A judge in Brasília has halted a rescue plan for the city's struggling bank, at least for now. On Monday, the Federal District's court suspended a law signed just days earlier by Governor Ibaneis Rocha that would have allowed the government to sell, transfer, or pledge nine public properties to shore up the BRB—the Bank of Brasília—which has been hemorrhaging money since losses tied to the Master case. The properties, valued together at roughly 6.6 billion reais, were meant to be the centerpiece of a real estate investment fund that would inject capital into the bank and stabilize its balance sheet.
Judge Daniel Eduardo Branco Carnacchioni, ruling from the District's public finance court, issued the suspension in response to a legal challenge filed by opposition figures including Ricardo Cappelli, a PSB party leader and potential gubernatorial candidate, and Rodrigo Rollemberg, a former governor now serving in Congress. Their argument was straightforward: the law, as written, exposed the public treasury to serious risk. It authorized the transfer of assets between state-owned enterprises without any formal study of the consequences—no analysis of what would happen to the properties being given up, no assessment of how their loss might degrade public services, no accounting for the damage that might ripple through other government agencies.
In his written decision, the judge zeroed in on this gap. The problem, he wrote, was not the law's intent but its practical effect. By allowing the government to strip assets from one state enterprise to rescue another, it created the conditions for what he called a "sacrifice" of public patrimony—a transfer that could ultimately harm the people the government is supposed to serve. The judge noted that there was no evidence anyone had studied whether moving these properties would weaken other agencies or compromise the quality of services they provide. That absence of due diligence, he suggested, was itself a form of potential abuse of power.
The suspension is provisional, meaning it can be revisited as the case moves forward through the courts. But for now, it blocks what the BRB's leadership had counted on as their primary strategy for survival. The bank had been banking on the real estate fund to generate the liquidity it desperately needed. Without access to those nine properties, the institution faces a much narrower set of options for raising capital. The court's intervention forces the bank and the governor's office back to the drawing board, even as the underlying financial crisis at the BRB remains unresolved. What happens next depends on how the full case develops—whether the court ultimately upholds the suspension or allows the law to proceed, and whether the bank can find alternative sources of funding in the meantime.
Citações Notáveis
The District cannot use assets from state companies to capitalize others without studying the impact of these transfers, especially potential harm to the public— Judge Daniel Eduardo Branco Carnacchioni
Transferring assets between state enterprises without impact studies risks compromising public patrimony and the quality of services those agencies provide— Judge Daniel Eduardo Branco Carnacchioni
A Conversa do Hearth Outra perspectiva sobre a história
Why did the judge think this particular law was dangerous, even though it was trying to save a bank?
Because it let the government move assets between state companies without asking whether anyone would actually suffer. If you take a building from one agency to prop up a bank, you might be crippling the agency's ability to do its job.

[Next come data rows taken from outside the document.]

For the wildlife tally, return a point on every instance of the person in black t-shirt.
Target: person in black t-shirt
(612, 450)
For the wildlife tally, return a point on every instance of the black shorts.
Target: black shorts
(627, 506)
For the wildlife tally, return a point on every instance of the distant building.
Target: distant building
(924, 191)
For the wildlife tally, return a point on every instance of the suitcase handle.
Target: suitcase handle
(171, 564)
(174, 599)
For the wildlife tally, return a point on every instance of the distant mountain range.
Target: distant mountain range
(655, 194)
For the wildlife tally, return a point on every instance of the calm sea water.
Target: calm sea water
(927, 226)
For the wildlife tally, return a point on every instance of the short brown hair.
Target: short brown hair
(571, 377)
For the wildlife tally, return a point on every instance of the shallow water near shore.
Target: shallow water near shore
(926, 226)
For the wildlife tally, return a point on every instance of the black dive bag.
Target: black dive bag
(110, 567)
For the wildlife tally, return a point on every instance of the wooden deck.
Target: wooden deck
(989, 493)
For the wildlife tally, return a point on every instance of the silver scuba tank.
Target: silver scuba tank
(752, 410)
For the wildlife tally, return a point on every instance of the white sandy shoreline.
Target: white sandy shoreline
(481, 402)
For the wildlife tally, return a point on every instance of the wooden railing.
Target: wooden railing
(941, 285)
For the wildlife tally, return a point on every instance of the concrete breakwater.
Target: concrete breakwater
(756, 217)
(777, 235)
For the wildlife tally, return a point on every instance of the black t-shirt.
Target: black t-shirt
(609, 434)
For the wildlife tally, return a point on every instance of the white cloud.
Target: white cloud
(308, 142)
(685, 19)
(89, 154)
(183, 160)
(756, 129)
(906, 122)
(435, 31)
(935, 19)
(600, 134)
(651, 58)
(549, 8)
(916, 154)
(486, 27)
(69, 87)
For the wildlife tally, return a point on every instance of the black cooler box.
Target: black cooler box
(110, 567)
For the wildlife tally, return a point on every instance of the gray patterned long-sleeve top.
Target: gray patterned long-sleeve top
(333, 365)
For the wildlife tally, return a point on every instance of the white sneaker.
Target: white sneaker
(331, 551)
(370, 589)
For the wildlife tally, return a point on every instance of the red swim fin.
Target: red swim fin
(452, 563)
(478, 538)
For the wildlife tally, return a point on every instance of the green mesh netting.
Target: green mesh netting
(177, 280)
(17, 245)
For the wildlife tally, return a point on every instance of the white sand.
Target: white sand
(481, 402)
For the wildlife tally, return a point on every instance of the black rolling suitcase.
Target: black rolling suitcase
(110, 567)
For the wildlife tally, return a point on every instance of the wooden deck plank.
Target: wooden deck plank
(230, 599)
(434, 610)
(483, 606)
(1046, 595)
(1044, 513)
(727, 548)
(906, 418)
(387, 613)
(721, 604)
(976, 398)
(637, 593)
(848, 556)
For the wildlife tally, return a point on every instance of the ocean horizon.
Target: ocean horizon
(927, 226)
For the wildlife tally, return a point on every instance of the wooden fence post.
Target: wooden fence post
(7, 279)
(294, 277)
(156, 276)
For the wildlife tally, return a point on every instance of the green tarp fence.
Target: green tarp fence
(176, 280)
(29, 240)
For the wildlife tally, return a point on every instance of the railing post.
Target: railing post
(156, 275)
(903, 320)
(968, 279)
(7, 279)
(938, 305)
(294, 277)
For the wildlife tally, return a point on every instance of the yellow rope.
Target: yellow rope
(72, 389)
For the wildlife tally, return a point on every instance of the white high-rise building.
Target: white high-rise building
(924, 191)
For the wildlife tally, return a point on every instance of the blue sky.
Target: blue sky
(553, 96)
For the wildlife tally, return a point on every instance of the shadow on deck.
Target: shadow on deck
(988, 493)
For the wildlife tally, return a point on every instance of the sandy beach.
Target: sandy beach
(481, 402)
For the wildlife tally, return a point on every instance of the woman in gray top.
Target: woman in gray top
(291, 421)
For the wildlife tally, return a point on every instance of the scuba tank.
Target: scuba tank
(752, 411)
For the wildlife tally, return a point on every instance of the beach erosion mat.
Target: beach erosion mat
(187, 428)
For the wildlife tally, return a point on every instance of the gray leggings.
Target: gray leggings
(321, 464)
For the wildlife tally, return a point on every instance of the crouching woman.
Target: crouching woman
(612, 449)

The judge wanted to see evidence that someone had thought through those consequences.
So this isn't about whether the BRB deserves help. It's about how the help gets delivered.
Exactly. The opposition wasn't saying the bank shouldn't be rescued. They were saying: don't do it by quietly transferring public property without a plan. Make the case. Show your work.

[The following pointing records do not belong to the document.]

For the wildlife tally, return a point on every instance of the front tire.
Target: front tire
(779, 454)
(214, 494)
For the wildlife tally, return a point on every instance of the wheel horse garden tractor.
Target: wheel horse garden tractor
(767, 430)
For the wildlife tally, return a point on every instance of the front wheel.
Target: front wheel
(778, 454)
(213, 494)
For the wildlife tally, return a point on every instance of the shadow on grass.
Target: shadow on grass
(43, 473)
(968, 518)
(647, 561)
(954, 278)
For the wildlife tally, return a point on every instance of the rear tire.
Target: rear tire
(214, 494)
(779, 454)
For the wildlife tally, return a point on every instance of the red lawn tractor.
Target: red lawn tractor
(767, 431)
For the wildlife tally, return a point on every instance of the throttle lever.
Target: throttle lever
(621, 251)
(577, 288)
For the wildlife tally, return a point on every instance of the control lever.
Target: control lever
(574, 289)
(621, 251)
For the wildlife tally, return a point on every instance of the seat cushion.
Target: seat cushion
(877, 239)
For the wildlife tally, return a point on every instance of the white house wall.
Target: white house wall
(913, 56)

What was the BRB counting on before the court stepped in?
A real estate investment fund built from those nine properties. It would have been clean, relatively quick. Now that's blocked, and the bank has to find another way.

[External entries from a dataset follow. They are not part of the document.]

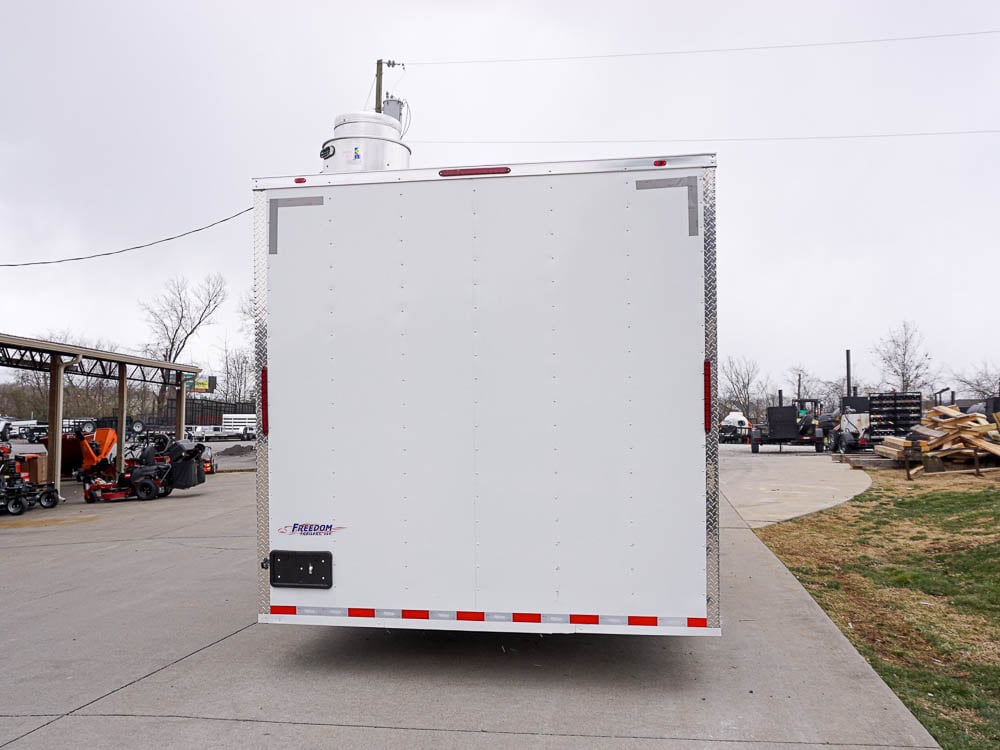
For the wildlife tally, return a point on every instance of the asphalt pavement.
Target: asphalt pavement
(133, 625)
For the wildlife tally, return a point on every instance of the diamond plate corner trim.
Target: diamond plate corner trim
(260, 252)
(712, 439)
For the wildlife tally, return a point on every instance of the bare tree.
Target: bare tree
(982, 382)
(740, 377)
(237, 381)
(905, 364)
(177, 315)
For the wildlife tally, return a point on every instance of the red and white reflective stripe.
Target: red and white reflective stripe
(474, 616)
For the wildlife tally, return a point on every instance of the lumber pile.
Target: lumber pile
(947, 434)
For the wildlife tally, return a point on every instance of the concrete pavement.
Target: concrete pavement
(769, 486)
(132, 625)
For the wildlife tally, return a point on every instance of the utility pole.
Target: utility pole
(848, 390)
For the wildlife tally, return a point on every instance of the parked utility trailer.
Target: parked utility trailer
(487, 398)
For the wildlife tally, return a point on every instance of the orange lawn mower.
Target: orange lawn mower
(160, 468)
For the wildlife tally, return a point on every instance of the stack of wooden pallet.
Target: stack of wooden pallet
(947, 434)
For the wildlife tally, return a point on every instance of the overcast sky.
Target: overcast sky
(123, 122)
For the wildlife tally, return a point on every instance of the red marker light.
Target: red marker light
(263, 399)
(708, 396)
(468, 171)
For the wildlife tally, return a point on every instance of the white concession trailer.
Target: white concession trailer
(487, 394)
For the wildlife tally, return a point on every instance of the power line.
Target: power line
(127, 249)
(750, 139)
(711, 50)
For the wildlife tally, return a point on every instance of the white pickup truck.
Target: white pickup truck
(203, 433)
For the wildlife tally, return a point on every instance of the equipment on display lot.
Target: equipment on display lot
(789, 425)
(517, 427)
(153, 470)
(18, 494)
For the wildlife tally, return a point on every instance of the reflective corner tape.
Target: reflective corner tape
(691, 183)
(272, 218)
(475, 616)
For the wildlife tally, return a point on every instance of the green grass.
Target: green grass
(911, 574)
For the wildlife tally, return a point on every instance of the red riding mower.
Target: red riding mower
(160, 467)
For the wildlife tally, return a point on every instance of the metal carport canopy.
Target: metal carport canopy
(35, 354)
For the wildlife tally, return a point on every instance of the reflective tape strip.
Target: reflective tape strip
(474, 616)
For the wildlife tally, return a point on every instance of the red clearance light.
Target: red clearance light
(708, 396)
(473, 171)
(263, 399)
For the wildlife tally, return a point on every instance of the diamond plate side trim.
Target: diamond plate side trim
(712, 438)
(260, 251)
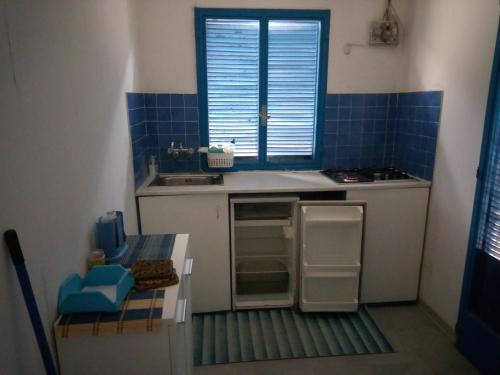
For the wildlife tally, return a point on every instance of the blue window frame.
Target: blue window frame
(262, 81)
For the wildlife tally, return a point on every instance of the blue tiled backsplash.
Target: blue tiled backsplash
(361, 130)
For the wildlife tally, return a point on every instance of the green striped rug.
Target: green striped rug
(256, 335)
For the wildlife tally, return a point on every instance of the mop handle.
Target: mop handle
(16, 254)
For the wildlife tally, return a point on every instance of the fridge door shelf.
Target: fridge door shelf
(261, 277)
(324, 291)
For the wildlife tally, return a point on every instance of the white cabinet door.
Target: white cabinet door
(206, 219)
(394, 238)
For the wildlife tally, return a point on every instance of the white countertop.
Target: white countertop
(274, 182)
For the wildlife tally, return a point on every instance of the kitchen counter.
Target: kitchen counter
(274, 182)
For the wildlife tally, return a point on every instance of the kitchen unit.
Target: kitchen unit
(394, 239)
(394, 219)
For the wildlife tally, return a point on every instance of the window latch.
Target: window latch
(263, 115)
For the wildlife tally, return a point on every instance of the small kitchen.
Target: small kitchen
(221, 187)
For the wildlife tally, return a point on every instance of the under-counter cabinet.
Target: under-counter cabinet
(206, 219)
(394, 238)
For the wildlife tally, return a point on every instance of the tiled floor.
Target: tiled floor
(421, 349)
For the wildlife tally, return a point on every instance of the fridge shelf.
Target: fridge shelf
(263, 211)
(263, 246)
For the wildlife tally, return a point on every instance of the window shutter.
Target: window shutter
(293, 68)
(232, 50)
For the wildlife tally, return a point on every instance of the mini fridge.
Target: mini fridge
(331, 242)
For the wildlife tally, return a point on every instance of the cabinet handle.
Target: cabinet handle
(181, 310)
(188, 267)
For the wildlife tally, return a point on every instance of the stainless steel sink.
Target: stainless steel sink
(187, 180)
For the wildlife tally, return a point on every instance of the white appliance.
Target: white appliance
(331, 239)
(265, 250)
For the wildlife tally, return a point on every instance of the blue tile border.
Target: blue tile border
(360, 130)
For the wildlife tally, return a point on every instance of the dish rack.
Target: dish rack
(220, 160)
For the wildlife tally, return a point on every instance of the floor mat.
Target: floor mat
(256, 335)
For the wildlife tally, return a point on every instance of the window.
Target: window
(262, 82)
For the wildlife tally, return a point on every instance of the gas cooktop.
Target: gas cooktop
(346, 176)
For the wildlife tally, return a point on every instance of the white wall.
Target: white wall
(166, 43)
(65, 156)
(450, 45)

Is this suspension permanent?
No. It's provisional. The case will continue, and the court could change its mind. But for now, the law can't be used.
What does this tell us about how Brasília handles financial crises?
That even in emergencies, the courts are willing to pump the brakes and ask hard questions. Whether that's wise or whether it just delays necessary medicine—that's what the rest of the case will decide.